The average young male between the ages of twelve and twenty-nine consumes over 160 gallons of soft drinks a year. Studies show that males of this age group are the largest consumers of soft drinks.  Many of these males receive over ten percent of their total daily calories from soft drinks. Dr. Charles Best, the discoverer of insulin, claims that teenagers who consume too many soft drinks have cirrhosis of the liver similar to what chronic alcoholics have. There is no cure for cirrhosis of the liver except to receive a new liver through a transplant.

It is a truth that soft drinks, even though they contain a large number of calories, have little nutritional benefit, and are known as ‘empty calories’. Most of the calories in soft drinks are from refined sugars, and there are no other nutritionally beneficial components in them.

A common problem that is associated with consumption of a large number of soft drinks is the increased acid levels in the body.  All soft drinks are very acidic, but dark colas such as Coke and Pepsi are much more acidic. The caffeine and acids found in soft dinks such as acetic, fumaric, gluconic and phosphoric acids cause gastronomic distress. The combination and strength of these acids are so strong that when a drain is clogged a plumber will often use a soft drink, or if a car battery is corroding one can use a soft drink to dissolve the corrosion.

Most carbonated beverages contain caffeine, which is considered to be a mild drug and can have harmful effects, especially on children. Caffeine is a drug that acts as a stimulant to the central nervous system. Consumption of this in large amounts can cause diseases and disorders such as insomnia, nervousness, anxiety, irritability, and deviations from the normal heart rate.

Another very serious effect of carbonated drinks on people’s health is the increased risk of bone fractures and osteoporosis.  The large amounts of sugar, bubbles caused by carbon dioxide, and phosphoric acid that are found in soft drinks remove nutritious minerals from bones allowing the bones to become weak and increasing the risk for them to break. This is done by the phosphoric acid disrupting the calcium-phosphorous ratio, which dissolves calcium from the bones. Besides, dental cavities are often associated with carbonated beverage.

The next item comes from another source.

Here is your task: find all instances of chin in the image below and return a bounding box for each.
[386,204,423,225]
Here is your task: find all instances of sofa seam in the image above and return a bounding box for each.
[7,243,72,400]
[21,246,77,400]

Even those drinks that are labelled as ‘sugar-free,’ ‘reduced sugar’ or ‘low sugar’ can still contain enough sugar to cause damage to the teeth, and they will still contain the same acids as the standard carbonated drinks. It is recommended, therefore, to replace carbonated drinks in the diet with other options.

Better substitutes are not scarce in India, which is the largest producer of milk as well as a big producer of citrous fruits in the world. Traditional and natural drinks like milk, lassi, or others such as fruit juices, sherbet, sugarcane juice, nimbu pani, et al are also thirst quenching and nutritious.

P.S: Once, on one of her visits to India, I asked Indra Nooyi, who was then the CFO and is now the Chairperson and CEO of PepsiCo, whether there was any difference between Pepsi colas produced in India and the US to which she said the company followed the same formula  for both the countries. I, then, asked her why there was more pesticide residue in colas produced in India in comparison to that of the US. I also inquired, referring to the fact that roaches and their fecula were found in Pepsi bottles, why hygiene was compromised in India, certainly not in the US; whether the company expected Indians to drink anyhting it produced? But, both the queries drew no answers. Their PR people meticulously intervened and said that she had to rush to attend another meeting – a nice and scholarly way of evading unpalatable questions!